Chinese equities have fallen enough to make them suitable to buy, said Howard Marks, chairman of Oaktree Capital Management LP.
The Chinese economy has been rising strongly, stimulated by easy money and high-level fixed-asset investment but now the Chinese authorities want to move away from this strategy and regulate the level of fixed-asset investment, Marks told China Daily.
China announced in November 2008 that it would loosen credit conditions, cut taxes and embark on a massive infrastructure spending program in a wide-ranging effort to offset adverse global economic conditions by boosting domestic demand.
A stimulus package estimated at 4 trillion yuan ($570 billion) was made available in 2008 and 2009 to finance programs in 10 major areas.
Although China's economy was inevitably stimulated, negative influences were also created.

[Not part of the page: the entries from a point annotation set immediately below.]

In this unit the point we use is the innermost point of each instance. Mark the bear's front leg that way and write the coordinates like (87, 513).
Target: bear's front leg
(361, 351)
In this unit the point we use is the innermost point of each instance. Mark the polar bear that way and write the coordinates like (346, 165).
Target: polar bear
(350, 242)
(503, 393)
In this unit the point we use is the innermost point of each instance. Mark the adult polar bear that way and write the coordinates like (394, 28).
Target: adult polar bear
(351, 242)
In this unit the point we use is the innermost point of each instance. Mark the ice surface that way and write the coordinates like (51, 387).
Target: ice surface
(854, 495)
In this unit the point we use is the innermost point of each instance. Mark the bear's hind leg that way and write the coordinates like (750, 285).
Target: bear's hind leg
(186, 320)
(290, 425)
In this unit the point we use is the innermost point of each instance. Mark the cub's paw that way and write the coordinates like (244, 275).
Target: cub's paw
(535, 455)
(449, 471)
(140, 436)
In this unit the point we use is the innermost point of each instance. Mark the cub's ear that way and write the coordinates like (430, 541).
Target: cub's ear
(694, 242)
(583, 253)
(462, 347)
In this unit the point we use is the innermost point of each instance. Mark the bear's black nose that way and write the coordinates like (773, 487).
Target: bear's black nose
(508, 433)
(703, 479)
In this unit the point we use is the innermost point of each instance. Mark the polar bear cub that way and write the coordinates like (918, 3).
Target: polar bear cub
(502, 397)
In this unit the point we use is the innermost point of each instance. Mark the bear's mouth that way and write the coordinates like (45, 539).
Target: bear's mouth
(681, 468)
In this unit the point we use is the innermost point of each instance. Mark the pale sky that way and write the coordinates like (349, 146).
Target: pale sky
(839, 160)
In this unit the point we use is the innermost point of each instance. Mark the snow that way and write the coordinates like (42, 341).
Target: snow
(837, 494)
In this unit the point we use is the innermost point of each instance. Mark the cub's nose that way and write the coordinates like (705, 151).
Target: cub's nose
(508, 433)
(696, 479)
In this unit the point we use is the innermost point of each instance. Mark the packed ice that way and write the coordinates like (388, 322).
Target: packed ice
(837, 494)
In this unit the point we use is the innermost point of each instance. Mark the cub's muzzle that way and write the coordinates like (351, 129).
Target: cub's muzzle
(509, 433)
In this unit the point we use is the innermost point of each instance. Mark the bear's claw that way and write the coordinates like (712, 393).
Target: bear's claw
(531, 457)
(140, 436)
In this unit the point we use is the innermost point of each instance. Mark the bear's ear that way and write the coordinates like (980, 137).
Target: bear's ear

One of them was an increase in bad bank loans.
According to a report, the non-performing loan balance of 16 listed Chinese banks totaled 440 billion yuan in 2013, increasing 40 billion yuan compared with that at the end of 2012.
"In other words, we need a transition and the basic point is that the transition is not easy," Marks said.
"If you go from a highly stimulated and excessive activity and want to convert that into a more moderate one, there is a possibility you fall not to a moderate level but to an insufficient level of economic activity."
Liu Yingqiu, director of the Center for Private Economic Studies under the Chinese Academy of Social Sciences, said the overall 2013 gross domestic product growth rate is likely to drop to 7.6 percent from 7.7 percent in 2012, because of possible moderate growth momentum in the fourth quarter. It may be the fourth consecutive year of a falling GDP, down from 10.4 percent in 2010.
Emerging markets including China still possess outstanding potential based on demographics and low starting points. Chinese economic reforms including those in the financial sector are positive, so Marks has a positive view on the nation's economy in the long run.
Credit asset securitization is one of the financial reforms. The China Securities Regulatory Commission is actively working with the China Banking Regulatory Commission to promote credit securitization this year.